Friday, July 06, 2007

Bernard Lewis

It was only recently that I learned how influential Bernard Lewis has been in shaping western perceptions (and misperceptions) of Islam and the Middle East. Lewis has been lauded by many as a great historian and until recently I assumed this was the truth - I have read only excerpts of his work. During the flight to London (yes I'm in London) I started reading Ali Allawi's book The Occupation of Iraq: Winning the War, Losing the Peace, which I got for my father. It has been a great read so far. In the prologue Allawi writes:

Bernard Lewis studied at the School of Oriental and African Studies (SOAS) in London, specialising in Islamic history. Lewis developed a particular slant on Islam's encounter with modernity that ran counter to the then prevailing wisdom. The conventional view was that the political oppressiveness, social inequalities and economic backwardness in the Middle East were mainly because of the legacy of western imperialism and the west's incessant interferance in the area's affairs. Lewis, however, postulated that the Islamic world's problems were mainly of its own making, driven by a congenital inability of Islamic civilisation to accomodate to its diminished status in the world. 'The Roots of Muslim Rage', the title of Bernard Lewis's now classic essay, was ultimately linked to the failure of Islamic civilisation to accept that it had been relegated to a secondary status by the manifest political and technological superiority of the west. This was even more galling, for this new world was dominated by Islam's historic rival, Christendom. Without this acknowledgement, Muslim societies were unable to rejuvenate themselves and adjust to modernity. Lewis wrote that 'This is no less than a clash of civilisations - the perhaps irrational but surely historic reaction of an ancient rival against our Judeo-Christian heritage, our secular present, and the worldwide expansion of both.'

Lewis's band of admirers grew perceptibly in the 1980s and 1990s and, with the advent of the Bush administration, joined up with the other strands of the 'Alternative Discourse' to dominate Middle East policymaking. Lewis himself put on the mantle of the 'public intellectual', appearing on numerous TV shows, and mentoring and advising all manner of officials in the post 9/11 Bush administration. The 'Lewis doctrine' became official policy all the more so as Lewis was an enthusiastic advocate of using force to efffect change. The invasion of Iraq could now be given a scholarly sheen, carrying the imprimatur of the 'most influential post-war historian of Islam and the Middle East', as Lewis was called by one of his academic followers.
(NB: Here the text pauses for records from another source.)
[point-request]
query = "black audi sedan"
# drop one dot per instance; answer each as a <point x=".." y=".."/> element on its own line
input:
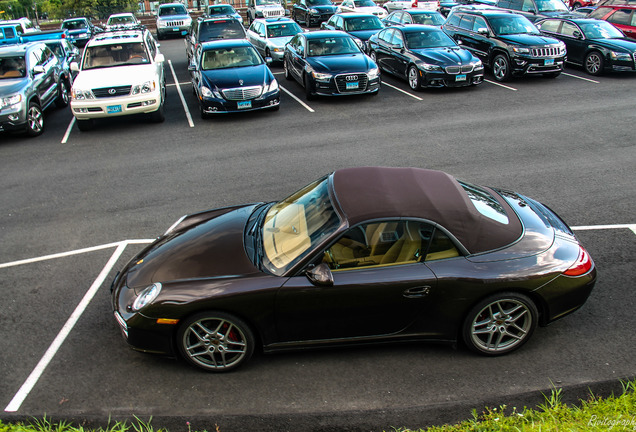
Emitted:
<point x="595" y="44"/>
<point x="425" y="56"/>
<point x="231" y="76"/>
<point x="370" y="254"/>
<point x="330" y="63"/>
The grand scheme of dragging the Middle East, kicking and screaming, into the democratic and secular future designed for it by the 'best and brightest' of the new Washington, would now begin in earnest. Iraq was in the right place and it was the right time to start the make-over of the region. Lewis and Strauss were profound influences, in deep and subtle ways, on the nexus of advisers, policymakers and war-planners that pushed the USA into invading Iraq.


Allawi goes on to say that the Bush team should have read 'other, more cautionary narratives', including the works of Ali al Wardi and The Unanticipated Consequences of Purposive Social Action by sociologist Robert Merton. Allawi asserts that Washington ignored what was happening inside Iraq before the war and that war planners knew very little about Iraq before the invasion.